Mais l’Évangile n’anéantit point la loi ; sous la dispensation de grâce, la dispensation de justice n’est point abandonnée ; elle ne peut l’être, car elle est le fondement du monde moral. Les deux dispensations se mêlent sans cesse l’une à l’autre pour pousser les âmes tout à la fois dans l’asile de la clémence et dans la voie des commandements. Elles s’unissent et se fondent ensemble dans l’Écriture, comme s’allient en Dieu la sainteté et la miséricorde. Elles le font dans les deux Testaments, car l’Évangile en tant que promesse existait sous la loi ; et la loi, en tant que norme, reste sous l’Évangile…

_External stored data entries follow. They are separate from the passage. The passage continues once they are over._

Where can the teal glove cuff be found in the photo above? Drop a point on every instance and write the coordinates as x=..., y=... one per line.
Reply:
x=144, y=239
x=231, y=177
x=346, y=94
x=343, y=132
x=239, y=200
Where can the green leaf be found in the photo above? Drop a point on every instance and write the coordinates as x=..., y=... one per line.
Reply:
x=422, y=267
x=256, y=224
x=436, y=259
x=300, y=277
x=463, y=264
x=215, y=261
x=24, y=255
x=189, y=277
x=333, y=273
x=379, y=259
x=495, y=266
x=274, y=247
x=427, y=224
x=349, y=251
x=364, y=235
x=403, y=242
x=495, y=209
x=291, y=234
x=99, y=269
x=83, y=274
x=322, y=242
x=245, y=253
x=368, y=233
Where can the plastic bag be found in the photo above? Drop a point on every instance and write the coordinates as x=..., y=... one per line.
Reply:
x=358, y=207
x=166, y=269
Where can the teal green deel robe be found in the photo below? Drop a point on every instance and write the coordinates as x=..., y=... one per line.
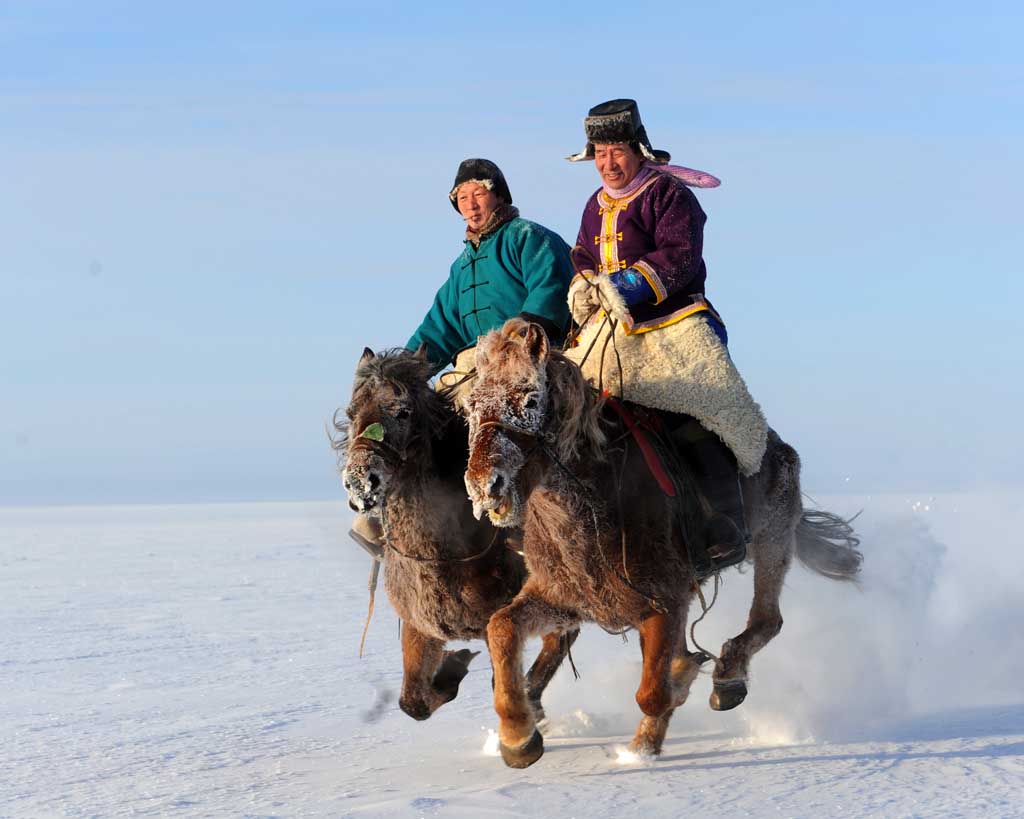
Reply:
x=522, y=267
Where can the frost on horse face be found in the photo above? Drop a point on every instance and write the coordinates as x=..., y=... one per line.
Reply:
x=507, y=413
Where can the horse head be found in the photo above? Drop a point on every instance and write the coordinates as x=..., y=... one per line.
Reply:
x=527, y=400
x=388, y=425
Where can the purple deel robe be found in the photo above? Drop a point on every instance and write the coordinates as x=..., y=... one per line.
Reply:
x=657, y=228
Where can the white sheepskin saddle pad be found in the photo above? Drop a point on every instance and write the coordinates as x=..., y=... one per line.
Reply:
x=683, y=368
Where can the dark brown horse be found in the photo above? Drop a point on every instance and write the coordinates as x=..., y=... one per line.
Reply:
x=604, y=544
x=404, y=454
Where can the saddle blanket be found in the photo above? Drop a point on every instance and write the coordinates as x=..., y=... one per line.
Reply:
x=682, y=368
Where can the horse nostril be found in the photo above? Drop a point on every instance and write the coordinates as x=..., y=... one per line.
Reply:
x=497, y=484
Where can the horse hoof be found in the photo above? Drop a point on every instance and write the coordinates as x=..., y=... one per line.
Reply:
x=538, y=708
x=453, y=670
x=526, y=753
x=416, y=708
x=727, y=694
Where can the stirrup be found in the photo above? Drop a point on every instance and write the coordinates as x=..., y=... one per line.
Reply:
x=726, y=554
x=375, y=550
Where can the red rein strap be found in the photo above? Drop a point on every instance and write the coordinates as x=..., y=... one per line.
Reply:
x=653, y=462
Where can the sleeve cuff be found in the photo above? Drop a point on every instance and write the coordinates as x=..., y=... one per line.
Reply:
x=660, y=294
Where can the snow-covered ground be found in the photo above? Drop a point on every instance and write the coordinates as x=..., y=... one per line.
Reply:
x=202, y=661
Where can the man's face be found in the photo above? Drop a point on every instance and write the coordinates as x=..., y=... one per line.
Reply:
x=617, y=164
x=476, y=203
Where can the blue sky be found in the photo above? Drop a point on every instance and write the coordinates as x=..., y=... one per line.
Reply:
x=209, y=209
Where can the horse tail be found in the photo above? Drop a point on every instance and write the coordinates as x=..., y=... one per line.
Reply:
x=827, y=545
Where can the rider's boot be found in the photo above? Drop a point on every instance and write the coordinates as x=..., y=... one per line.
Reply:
x=714, y=467
x=369, y=533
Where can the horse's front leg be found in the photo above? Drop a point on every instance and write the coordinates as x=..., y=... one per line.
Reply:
x=528, y=614
x=554, y=649
x=431, y=675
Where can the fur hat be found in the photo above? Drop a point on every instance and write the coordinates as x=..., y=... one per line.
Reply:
x=483, y=172
x=617, y=121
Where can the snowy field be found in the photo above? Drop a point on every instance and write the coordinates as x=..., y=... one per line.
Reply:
x=202, y=661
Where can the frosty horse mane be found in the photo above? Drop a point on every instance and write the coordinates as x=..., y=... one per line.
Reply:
x=574, y=402
x=396, y=370
x=603, y=544
x=404, y=449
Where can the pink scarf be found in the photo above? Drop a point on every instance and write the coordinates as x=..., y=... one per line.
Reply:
x=687, y=176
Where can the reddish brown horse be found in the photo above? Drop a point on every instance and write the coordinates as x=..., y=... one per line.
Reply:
x=444, y=572
x=604, y=544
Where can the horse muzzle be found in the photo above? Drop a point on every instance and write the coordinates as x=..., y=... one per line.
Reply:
x=498, y=497
x=366, y=481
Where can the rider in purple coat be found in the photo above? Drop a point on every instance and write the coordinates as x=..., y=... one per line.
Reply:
x=639, y=257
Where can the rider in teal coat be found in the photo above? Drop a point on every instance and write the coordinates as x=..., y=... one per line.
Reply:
x=510, y=266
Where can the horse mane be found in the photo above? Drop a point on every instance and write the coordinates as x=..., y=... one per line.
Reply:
x=576, y=405
x=408, y=375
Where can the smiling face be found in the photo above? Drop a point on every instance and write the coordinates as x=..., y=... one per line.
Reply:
x=476, y=203
x=617, y=164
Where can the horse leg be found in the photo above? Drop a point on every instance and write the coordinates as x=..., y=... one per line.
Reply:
x=659, y=641
x=771, y=562
x=430, y=675
x=683, y=671
x=520, y=742
x=553, y=651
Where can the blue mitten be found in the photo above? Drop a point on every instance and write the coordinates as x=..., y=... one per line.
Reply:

L’homme est délivré en Jésus-Christ des peines et des terreurs de la loi ; mais il ne l’est qu’en revenant à la loi dans son cœur et en s’efforçant d’y conformer sa vie tout entière. Ce n’est plus, il est vrai, la voie de la justice qui mène au Ciel, c’est celle de la miséricorde ; mais cette dernière n’aboutit que pour ceux qui reprennent la première. Au point de rencontre de ces deux routes se placent la doctrine de la régénération et celle du jugement qui, associant l’obligation à la grâce, retentissent de mille manières à travers la parole de réconciliation. La vie éternelle est tout ensemble le don de Dieu en Jésus Christ, et le fruit du travail de l’homme. (Romains 6.22-23 ; Galates 6.8 ; etc.)